In den vergangenen Wochen sind, u.a. in der jW wie auch von der
Linksjugend Hamburg, richtige Analysen über das Wesen und die wahren
Beweggründe dieser »Alternative« veröffentlicht worden: Ja, sie ist ein
Bündnis von Sozialdemokraten – nicht wenige Neokonservative sind auch
dabei –, für die es wieder einmal historisch notwendig ist, sich
eindeutig von der antiimperialistischen Bewegung zu distanzieren und sie
von außen, in diesem Fall im wahrsten Sinne des Wortes »demonstrativ«,
anzugreifen. Man muß einfach nur lesen, worum es treibenden Kräften
dieser »Alternative«, wie den Berliner Jusos, geht. Sie haben ihre
Positionen ausformuliert: Sanktionen und ein militärischer Erstschlag
gegen den Iran gehören ebenso dazu wie die Verhinderung von
Friedensverhandlungen Israels mit der Hamas. Und wie könnte sich so eine
bellizistische »Alternative« besser camouflieren als mit dem Label
»emanzipatorisch«? Das ist heute einer der strapaziertesten Begriffe des
neo (links)liberalen Neusprech für die ideologische Legitimierung von
Kriegseinsätzen und der Anwendung des Feindstrafrechts gegen
Menschengruppen, die den vom Marktradikalismus angetriebenen
Expansionsbestrebungen des Westens im Wege sind. Die NATO bombt für die
»Frauenemanzipation«, und ihre Propagandisten verbreiten ganz
»emanzipatorisch« ihre kulturrassistische Hetze gegen die
»unzivilisierten« Muslime. Der Emanzipationsbegriff ist mittlerweile
völlig ausgehöhlt und entleert. Er hat kaum mehr Aussagekraft und
Integrität als die Aufschrift »jetzt noch cremiger« auf einem
Joghurtbecher. Das heißt nicht, daß Linke ihn nicht mehr im Munde führen
sollen – im Gegenteil, es gilt, ihn gegen die neoliberalen Ideologen zu
verteidigen bzw. zurückerobern. Aber man sollte sehr genau hinschauen,
wer ihn in welchen Kontext benutzt, inflationiert und ad absurdum führt.

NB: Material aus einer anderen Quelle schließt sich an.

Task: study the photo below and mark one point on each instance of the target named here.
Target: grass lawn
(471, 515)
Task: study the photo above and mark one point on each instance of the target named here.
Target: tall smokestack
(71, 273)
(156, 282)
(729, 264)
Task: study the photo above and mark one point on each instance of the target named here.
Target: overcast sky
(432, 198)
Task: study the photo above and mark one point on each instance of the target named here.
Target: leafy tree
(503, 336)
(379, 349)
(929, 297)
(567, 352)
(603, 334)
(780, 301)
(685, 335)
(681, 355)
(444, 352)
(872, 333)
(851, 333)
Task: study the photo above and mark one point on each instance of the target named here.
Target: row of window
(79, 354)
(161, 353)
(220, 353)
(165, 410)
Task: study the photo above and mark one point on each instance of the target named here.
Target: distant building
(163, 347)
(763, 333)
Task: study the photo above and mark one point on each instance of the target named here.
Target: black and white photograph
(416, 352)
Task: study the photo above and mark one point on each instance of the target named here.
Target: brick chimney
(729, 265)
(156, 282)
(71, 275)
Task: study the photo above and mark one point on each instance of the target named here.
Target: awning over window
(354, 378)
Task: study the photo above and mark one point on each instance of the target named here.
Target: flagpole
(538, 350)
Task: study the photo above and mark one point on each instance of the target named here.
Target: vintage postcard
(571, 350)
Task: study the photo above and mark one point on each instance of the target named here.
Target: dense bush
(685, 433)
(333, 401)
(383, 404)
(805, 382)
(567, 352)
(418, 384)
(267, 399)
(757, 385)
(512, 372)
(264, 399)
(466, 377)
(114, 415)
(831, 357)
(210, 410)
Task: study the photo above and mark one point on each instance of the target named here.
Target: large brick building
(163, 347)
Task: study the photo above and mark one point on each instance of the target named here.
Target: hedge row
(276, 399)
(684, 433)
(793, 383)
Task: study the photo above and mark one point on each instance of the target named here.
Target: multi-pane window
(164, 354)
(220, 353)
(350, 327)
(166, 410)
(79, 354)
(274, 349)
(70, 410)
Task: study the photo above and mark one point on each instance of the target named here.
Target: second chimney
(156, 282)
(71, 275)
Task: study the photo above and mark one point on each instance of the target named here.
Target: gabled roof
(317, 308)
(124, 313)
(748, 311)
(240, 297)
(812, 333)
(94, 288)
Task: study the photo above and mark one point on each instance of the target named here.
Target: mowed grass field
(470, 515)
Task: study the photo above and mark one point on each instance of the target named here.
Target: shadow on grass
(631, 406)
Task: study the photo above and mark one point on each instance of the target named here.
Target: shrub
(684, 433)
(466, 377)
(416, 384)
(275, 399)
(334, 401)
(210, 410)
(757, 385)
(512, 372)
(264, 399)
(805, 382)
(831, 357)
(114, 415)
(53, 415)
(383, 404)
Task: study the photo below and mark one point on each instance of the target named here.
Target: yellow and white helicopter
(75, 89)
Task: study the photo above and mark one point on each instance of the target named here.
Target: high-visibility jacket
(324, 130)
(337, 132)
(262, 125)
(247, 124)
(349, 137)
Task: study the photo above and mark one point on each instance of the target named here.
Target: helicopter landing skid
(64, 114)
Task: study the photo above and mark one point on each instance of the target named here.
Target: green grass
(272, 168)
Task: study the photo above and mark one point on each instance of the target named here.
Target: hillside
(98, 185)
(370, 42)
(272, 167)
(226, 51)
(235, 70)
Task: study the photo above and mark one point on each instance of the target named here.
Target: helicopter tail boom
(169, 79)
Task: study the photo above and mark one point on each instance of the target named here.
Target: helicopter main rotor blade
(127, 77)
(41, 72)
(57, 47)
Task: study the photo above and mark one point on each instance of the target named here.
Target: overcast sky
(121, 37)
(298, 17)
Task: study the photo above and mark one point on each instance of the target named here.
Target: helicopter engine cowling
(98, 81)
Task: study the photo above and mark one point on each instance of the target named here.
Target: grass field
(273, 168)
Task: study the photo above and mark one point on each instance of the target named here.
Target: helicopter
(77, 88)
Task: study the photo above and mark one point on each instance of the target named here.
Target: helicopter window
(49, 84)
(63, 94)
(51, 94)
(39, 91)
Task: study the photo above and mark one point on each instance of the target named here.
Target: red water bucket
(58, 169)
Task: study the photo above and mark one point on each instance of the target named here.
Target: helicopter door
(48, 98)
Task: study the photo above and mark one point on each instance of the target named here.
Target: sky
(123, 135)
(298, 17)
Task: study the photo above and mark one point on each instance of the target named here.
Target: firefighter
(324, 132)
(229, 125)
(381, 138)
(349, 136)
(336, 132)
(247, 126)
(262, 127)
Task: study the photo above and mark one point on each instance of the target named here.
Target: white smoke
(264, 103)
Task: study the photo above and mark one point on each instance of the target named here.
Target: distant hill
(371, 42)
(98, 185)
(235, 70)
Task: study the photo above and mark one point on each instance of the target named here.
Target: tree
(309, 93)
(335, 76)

Karl Liebknecht hatte 1907 die historisch-spezifische Erscheinungsform
dieses ethischen Imperialismus seiner Zeit, der heute mit dem
Emanzipationsbegriff promotet wird, als »Kolonialpolitik« entlarvt, »die
unter der Vorspiegelung, Christentum und Zivilisation zu verbreiten
oder die nationale Ehre zu wahren, zum Profit der kapitalistischen
Kolonialinteressen mit frommem Augenaufschlag wuchert und betrügt«. Mit
genau diesem »frommen Augenaufschlag« werden Sozialdemokraten am 13.
Januar die im Auftrag der Sozialdemokratie ermordeten Antiimperialisten
Liebknecht und Luxemburg instrumentalisieren.
Seit mehreren
Jahren schon ist in Organisationen, die sich selbst zur politischen
Linken zählen, eine Aufweichung von Antikriegspositionen und
antikapitalistischer Politik zu beobachten. Die »Hipster-Antifa
Neukölln« vergleicht mittlerweile die Verdrängung von sozial
Deklassierten und Migranten aus ihrem Berliner Stadtteil mit der
Befreiung Deutschlands vom Faschismus.
Eine Antifa, die als Robin Hood der Besserverdienenden in den Armutsquartieren Streife läuft …
Die autonome Antifabewegung ist zu einem Sammelsurium wildester Positionen geworden. Wie konnte es dazu kommen?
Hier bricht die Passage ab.